Made a couple changes to my layout because of it.
Mostly having the width tapers run into the handle.
..that made good sense...
Also the whole post is pure gold..learned a lot and keep looking back at it as I go.
new favorite tool....
(http://i748.photobucket.com/albums/xx121/Zradix/Board%20Bow%201st/plane.jpg)
It just happened...
...starting to get it..
This whole time since I've finally decided to START on some kind of bow I've had a "Crank it out..NOW" attitude.
.."how can I do this faster, easier, go go go".. Excited to be done and have my new trophy.
I've never been a wood worker. I've built some frames, mailbox posts, some BIG lincoln logs, and some other "rough construction" items.
..never anything like this.
Pushing that plane down my rough, bumpy, cut into sides of my bow was tedious at first. Didn't think I was going to continue down the "plane" route much longer.
But after quite a few strokes I could see and feel the edges forming up.
The surface becoming more flat and true.
The rhythmic sound of the plane running down the wood" ssshhhhrrriikk, ssshhhhrrriikk, ssshhhhrrriikk".
Watching the excess oak effortlessly curling away from my creation.
Feeling my body warm to comfort from the work while out in this 57˚ shop.
Yeah, it took me about a half hour to get one side of one taper almost done.....it was a great 30 mins!

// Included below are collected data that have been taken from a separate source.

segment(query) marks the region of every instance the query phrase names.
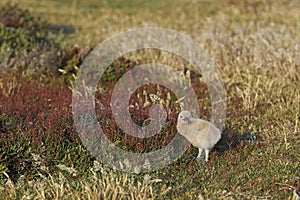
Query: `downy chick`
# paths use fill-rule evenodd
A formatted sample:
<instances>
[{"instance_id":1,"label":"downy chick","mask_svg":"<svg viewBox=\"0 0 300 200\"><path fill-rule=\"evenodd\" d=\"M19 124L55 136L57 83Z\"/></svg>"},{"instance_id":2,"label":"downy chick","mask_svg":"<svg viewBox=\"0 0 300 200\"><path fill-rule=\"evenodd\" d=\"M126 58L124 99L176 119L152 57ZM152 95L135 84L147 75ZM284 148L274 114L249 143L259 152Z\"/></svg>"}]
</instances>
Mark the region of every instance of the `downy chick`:
<instances>
[{"instance_id":1,"label":"downy chick","mask_svg":"<svg viewBox=\"0 0 300 200\"><path fill-rule=\"evenodd\" d=\"M210 150L221 138L221 131L212 123L193 118L189 111L181 111L178 116L177 130L193 146L199 149L197 159L205 151L205 161L208 161Z\"/></svg>"}]
</instances>

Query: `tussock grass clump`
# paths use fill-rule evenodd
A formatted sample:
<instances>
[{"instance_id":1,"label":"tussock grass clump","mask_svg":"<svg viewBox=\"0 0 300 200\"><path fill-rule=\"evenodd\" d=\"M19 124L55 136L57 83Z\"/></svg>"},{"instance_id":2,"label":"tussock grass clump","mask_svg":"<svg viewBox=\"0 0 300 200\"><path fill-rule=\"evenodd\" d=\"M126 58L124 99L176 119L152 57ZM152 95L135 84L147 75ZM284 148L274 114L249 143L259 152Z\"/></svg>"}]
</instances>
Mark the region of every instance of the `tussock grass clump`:
<instances>
[{"instance_id":1,"label":"tussock grass clump","mask_svg":"<svg viewBox=\"0 0 300 200\"><path fill-rule=\"evenodd\" d=\"M28 10L21 9L18 4L12 3L0 7L0 23L5 27L25 29L35 36L45 34L48 26L45 20L33 16Z\"/></svg>"},{"instance_id":2,"label":"tussock grass clump","mask_svg":"<svg viewBox=\"0 0 300 200\"><path fill-rule=\"evenodd\" d=\"M0 69L44 83L61 76L62 83L72 84L90 49L62 47L52 27L17 4L0 6Z\"/></svg>"},{"instance_id":3,"label":"tussock grass clump","mask_svg":"<svg viewBox=\"0 0 300 200\"><path fill-rule=\"evenodd\" d=\"M2 59L1 68L12 67L12 59L20 53L30 52L36 46L49 46L51 42L47 39L49 31L46 27L45 21L19 8L17 4L1 5L0 56L6 59Z\"/></svg>"}]
</instances>

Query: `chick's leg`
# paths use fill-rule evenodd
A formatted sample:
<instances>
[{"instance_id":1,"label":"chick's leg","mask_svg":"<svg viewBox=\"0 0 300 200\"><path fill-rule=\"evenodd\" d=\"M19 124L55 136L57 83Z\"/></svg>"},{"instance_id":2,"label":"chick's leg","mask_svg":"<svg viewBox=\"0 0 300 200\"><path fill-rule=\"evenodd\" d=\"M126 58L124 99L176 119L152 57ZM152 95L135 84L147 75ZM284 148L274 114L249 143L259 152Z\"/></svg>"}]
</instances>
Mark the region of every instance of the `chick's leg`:
<instances>
[{"instance_id":1,"label":"chick's leg","mask_svg":"<svg viewBox=\"0 0 300 200\"><path fill-rule=\"evenodd\" d=\"M199 159L201 157L202 151L203 151L203 149L199 148L197 159Z\"/></svg>"},{"instance_id":2,"label":"chick's leg","mask_svg":"<svg viewBox=\"0 0 300 200\"><path fill-rule=\"evenodd\" d=\"M205 161L208 161L209 149L205 149Z\"/></svg>"}]
</instances>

There is a certain zen to it..the only thing I can really compare it to is when I learned to stop "shooting" my bow and slow down and feel the release...the moment.
This is good stuff guys.
Thank you for giving me confidence to start down the path.
...and in doing so having the chance to find the scenic route to my destination.
yup... it happened all right... you're hooked. me too! hey.... did you see those locust staves that Troy D. Breeding has?... might have to score me one for later. already comitted to an osage self bow for the next build... but it won't be the last.
Cool!...I just bookmarked that page..lol
Now your getting it. Hard to go too fast with a hand plane. Get it real sharp and tune the plane and that thing will do wonders for you.